This website uses cookies so that we can provide you with the best user experience possible. Cookie information is stored in your browser and performs functions such as recognising you when you return to our website and helping our team to understand which sections of the website you find most interesting and useful.
Tyrrell’s buys ‘oldest vineyard in New South Wales’
Australia’s Tyrrell Family has purchased a 13.52 hectare vineyard in the lower Hunter Valley, which includes a 1.1 hectare block that it believes is the oldest producing vineyard in New South Wales, having been planted in 1867.

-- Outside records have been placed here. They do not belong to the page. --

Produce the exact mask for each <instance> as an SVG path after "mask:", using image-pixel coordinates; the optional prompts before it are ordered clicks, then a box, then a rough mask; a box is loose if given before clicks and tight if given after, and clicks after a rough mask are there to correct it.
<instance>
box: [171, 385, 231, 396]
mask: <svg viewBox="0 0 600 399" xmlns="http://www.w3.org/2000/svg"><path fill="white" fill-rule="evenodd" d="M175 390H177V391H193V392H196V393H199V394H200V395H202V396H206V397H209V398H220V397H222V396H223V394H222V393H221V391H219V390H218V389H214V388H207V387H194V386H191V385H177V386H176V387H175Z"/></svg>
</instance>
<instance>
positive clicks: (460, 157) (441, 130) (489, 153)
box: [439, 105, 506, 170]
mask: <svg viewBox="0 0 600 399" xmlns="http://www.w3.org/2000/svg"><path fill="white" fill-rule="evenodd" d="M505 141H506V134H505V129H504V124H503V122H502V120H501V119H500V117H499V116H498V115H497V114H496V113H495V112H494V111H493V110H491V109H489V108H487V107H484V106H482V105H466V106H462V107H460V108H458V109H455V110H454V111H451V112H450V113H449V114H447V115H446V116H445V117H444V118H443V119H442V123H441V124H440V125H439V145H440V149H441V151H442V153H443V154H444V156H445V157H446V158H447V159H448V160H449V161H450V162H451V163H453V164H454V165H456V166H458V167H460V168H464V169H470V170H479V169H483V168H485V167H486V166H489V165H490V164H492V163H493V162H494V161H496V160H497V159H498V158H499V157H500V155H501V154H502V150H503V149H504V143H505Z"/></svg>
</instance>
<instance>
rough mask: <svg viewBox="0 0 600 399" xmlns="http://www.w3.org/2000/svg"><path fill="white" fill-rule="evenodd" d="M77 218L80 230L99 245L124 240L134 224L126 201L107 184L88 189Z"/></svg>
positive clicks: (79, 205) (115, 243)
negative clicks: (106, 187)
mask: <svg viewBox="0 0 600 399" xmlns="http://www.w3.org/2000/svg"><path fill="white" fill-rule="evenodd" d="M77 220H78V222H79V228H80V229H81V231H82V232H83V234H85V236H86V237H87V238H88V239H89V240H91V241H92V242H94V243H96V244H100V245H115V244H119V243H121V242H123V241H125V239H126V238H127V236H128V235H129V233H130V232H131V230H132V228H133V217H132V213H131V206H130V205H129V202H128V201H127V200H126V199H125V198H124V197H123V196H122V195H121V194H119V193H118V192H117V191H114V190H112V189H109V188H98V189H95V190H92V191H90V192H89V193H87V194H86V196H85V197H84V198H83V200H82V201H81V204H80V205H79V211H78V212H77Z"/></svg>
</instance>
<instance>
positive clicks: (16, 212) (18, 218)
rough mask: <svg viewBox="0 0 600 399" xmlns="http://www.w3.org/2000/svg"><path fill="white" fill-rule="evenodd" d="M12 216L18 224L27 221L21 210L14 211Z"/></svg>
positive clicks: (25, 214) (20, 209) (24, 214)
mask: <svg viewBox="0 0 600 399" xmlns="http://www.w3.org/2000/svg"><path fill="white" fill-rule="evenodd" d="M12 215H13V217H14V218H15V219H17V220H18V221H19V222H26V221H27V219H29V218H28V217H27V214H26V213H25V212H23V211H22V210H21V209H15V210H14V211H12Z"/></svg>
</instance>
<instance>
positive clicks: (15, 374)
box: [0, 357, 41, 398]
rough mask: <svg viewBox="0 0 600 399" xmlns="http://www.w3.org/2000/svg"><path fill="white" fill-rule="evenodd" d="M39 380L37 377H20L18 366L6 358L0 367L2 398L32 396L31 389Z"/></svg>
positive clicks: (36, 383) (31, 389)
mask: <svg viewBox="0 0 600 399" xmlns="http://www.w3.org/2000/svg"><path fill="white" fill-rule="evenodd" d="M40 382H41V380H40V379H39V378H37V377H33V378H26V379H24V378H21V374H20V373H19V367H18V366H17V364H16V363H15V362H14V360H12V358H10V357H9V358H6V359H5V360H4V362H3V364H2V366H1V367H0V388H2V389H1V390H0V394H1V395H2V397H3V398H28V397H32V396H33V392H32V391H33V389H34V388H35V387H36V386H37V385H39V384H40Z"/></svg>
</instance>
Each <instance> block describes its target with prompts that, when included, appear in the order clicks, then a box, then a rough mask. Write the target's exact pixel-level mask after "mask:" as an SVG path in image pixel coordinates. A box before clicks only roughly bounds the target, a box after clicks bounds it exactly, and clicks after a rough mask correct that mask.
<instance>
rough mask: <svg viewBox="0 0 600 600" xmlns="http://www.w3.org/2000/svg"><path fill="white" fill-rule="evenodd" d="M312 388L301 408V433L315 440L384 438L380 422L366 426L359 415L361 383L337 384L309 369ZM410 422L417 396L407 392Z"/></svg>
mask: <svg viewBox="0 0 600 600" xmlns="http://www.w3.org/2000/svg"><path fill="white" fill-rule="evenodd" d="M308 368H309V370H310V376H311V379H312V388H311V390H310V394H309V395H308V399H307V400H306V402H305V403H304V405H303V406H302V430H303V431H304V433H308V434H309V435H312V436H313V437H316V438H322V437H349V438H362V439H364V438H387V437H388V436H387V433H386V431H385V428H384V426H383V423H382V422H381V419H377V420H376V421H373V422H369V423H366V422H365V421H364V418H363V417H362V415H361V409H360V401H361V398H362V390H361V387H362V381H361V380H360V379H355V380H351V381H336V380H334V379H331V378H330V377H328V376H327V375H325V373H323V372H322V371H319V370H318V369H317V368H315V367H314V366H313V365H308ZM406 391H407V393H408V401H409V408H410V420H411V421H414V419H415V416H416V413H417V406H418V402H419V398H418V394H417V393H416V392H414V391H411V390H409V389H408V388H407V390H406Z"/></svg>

Bruce Tyrrell and Neil Stevens at Stevens Old Hillside Vineyard
The family purchased The Old Hillside, from which it makes Stevens Single Vineyard Semillon and Shiraz, as well as the Tyrrell’s The Old Patch Shiraz, from Neil and Bernadette Stevens, who have worked with the Tyrrell family to produce single vineyard Shiraz and Semillon wines since 1993.
The block covers 13.52 hectares on Marrowbone Road, Pokolbin, of which 6.11 hectares are planted solely to Shiraz.
Included in this block is 1.1 hectares that the family believe to be the oldest producing vineyard in NSW – planted in 1867 from generation cuttings from the Busby collection. The balance of the vineyard was planted in 1968.
“This purchase ensures that ownership of this iconic vineyard remains amongst the original families of the Hunter,” the family said in a statement. “The Hunter Valley has 11 blocks of vineyard over 100 years old on their own roots, and this now gives the Tyrrell family seven of those blocks.”
The sale was settled in late December for an undisclosed sum.